Smithsonian National Air and Space Museum

The Science of Light and Shadows

Science Goals for Light and Shadows:

After explorations, students will be able to understand:

  • Most objects don’t make their own light.

  • The Sun, lamps, flashlights, and fires are all sources of light.

  • Shadows need a light source and an object.

  • Shadows show the shape of an object.

 

What is Light?

  • žLight is a form of energy and travels as a particle and a wave.
  • Humans see light in seven different colors: Red, Orange, Yellow, Green, Blue, Indigo, and Violet (ROY G BIV).
  • All objects reflect or absorb the seven different colors of light. Objects appear to be different colors based on what colors they reflect.
     

What is a Shadow?

  • žShadows need a light source and an object.
  • A shadow is light blocked by an object.
  • The object can block all or part of the light.
  • Shadows change size based on how close they are to the light source.

 

The Science of Light and Objects

  • Opaque objects block all the light.
  • žSome objects don’t block any light – like windows. These are called transparent objects.
  • žWhen an object blocks part of the light, but lets part of the light through, it is called translucent. Some translucent objects act as filters, and only let certain colors of light through. These objects create colored shadows.
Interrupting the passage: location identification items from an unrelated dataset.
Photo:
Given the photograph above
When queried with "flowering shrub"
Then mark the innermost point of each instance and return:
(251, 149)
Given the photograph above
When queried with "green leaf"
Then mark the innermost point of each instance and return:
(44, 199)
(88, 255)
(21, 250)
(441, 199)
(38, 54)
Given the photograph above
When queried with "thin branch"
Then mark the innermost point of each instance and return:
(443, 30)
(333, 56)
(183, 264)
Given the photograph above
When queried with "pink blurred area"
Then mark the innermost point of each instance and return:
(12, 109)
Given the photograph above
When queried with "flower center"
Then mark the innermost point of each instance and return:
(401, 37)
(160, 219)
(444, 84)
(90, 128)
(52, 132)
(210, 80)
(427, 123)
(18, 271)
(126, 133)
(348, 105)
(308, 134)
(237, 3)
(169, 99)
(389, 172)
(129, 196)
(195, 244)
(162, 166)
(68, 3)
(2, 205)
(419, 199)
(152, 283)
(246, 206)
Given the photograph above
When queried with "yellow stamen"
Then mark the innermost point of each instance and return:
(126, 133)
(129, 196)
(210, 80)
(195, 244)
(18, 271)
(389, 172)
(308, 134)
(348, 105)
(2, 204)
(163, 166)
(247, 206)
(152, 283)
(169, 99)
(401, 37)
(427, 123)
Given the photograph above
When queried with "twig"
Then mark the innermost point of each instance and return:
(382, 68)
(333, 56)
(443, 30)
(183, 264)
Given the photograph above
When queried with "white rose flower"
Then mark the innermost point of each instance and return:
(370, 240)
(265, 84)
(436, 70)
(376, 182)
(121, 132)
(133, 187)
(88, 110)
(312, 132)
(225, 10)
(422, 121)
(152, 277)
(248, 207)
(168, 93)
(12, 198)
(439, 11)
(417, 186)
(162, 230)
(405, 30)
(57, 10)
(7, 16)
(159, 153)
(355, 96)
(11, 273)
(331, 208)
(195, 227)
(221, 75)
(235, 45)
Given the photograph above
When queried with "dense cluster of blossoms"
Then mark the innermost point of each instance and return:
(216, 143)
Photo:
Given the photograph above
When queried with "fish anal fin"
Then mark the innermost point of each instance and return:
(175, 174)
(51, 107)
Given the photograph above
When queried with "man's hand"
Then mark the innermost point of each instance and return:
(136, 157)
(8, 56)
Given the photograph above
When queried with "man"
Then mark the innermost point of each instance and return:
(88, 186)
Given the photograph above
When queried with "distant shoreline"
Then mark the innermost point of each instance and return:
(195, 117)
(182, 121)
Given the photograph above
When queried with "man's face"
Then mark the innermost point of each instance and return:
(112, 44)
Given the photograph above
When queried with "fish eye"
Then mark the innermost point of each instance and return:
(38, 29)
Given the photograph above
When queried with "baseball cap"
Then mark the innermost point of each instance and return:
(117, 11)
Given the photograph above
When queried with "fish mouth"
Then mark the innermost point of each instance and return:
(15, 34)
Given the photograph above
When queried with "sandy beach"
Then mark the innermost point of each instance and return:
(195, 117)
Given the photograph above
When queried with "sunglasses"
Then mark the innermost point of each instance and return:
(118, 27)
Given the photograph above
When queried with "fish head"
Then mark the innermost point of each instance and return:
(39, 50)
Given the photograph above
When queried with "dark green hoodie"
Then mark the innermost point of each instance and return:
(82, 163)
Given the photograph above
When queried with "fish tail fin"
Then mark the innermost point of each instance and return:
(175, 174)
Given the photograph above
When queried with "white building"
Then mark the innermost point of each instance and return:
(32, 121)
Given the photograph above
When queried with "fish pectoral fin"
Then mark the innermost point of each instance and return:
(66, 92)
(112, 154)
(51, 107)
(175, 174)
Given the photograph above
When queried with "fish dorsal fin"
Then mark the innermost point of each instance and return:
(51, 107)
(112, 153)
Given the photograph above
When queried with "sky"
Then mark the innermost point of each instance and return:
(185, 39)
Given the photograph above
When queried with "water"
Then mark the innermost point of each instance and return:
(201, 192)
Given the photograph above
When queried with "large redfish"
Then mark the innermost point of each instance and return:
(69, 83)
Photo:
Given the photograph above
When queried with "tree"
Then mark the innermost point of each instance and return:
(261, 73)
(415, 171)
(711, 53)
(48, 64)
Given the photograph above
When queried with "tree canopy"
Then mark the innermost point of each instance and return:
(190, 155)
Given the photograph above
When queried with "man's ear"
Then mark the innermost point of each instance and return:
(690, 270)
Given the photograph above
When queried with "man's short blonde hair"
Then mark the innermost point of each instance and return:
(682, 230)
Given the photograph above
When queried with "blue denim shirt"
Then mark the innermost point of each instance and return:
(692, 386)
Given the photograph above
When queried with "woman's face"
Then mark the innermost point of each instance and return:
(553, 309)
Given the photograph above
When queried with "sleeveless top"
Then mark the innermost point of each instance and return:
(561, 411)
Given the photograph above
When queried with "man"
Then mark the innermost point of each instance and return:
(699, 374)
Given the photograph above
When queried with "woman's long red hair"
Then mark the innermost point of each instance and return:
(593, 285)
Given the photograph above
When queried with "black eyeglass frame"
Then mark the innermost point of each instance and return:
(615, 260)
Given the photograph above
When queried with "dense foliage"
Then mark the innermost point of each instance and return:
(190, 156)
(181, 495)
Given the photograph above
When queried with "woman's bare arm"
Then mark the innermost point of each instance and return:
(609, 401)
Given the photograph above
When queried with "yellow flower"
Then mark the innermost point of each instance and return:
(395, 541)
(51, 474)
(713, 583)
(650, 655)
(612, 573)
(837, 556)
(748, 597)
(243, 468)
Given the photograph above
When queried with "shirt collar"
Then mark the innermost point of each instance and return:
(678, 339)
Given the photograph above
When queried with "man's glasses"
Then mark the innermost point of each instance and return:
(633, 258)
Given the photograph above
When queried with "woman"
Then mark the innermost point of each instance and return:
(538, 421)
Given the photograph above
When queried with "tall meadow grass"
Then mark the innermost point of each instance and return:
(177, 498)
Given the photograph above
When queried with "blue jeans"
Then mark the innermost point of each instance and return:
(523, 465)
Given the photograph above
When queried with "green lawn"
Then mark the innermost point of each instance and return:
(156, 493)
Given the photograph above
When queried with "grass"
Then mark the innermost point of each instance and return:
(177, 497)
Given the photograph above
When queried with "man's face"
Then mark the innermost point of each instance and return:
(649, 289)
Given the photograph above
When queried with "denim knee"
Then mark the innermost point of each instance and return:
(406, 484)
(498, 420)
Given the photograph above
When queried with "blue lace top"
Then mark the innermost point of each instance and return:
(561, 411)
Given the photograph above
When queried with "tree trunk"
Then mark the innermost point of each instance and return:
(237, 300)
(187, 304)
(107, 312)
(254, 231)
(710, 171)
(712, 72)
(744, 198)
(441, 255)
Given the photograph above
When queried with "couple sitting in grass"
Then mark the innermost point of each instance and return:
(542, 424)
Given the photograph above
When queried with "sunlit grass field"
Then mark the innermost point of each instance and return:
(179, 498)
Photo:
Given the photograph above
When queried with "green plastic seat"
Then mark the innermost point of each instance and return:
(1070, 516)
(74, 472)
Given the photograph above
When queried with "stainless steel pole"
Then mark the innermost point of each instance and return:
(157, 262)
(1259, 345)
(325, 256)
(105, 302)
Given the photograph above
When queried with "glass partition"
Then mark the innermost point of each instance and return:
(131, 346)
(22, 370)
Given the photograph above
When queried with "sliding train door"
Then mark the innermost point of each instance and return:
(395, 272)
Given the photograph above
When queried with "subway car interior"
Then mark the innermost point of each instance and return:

See the blog “The Science of the Seasons” for more information about shadows in nature.

 

How do I explain sunrise and sunset?

Discussing the movement of the planets around the Sun can be too abstract for most learners (big and little!) This is why space science is not explored by children until the later elementary years. But as you are studying shadows, young children may begin to have questions about the Sun and the Moon. Even if it is not age-appropriate to teach space science in depth, we don’t want to teach misconceptions to our littlest learners. For curious students, here are just some ways that you can discuss the movement of the Earth, Moon, and Sun:

  • Use a globe and a light source to illustrate how the Earth moves around the Sun. Explain that when it is day time in the United States of America, it is night time on the other side of the world. 
  • Use language that is accurate but not complicated, such as "The Sun appears to move across the sky," not to be confused with "The Sun moves across the sky."  Same with the Moon. 
  • Let students know that the stars are always in the sky, even when we can not see them during the day time! This is because the Sun is SO bright! When the Sun goes away, it becomes dark and we can start to see the stars again.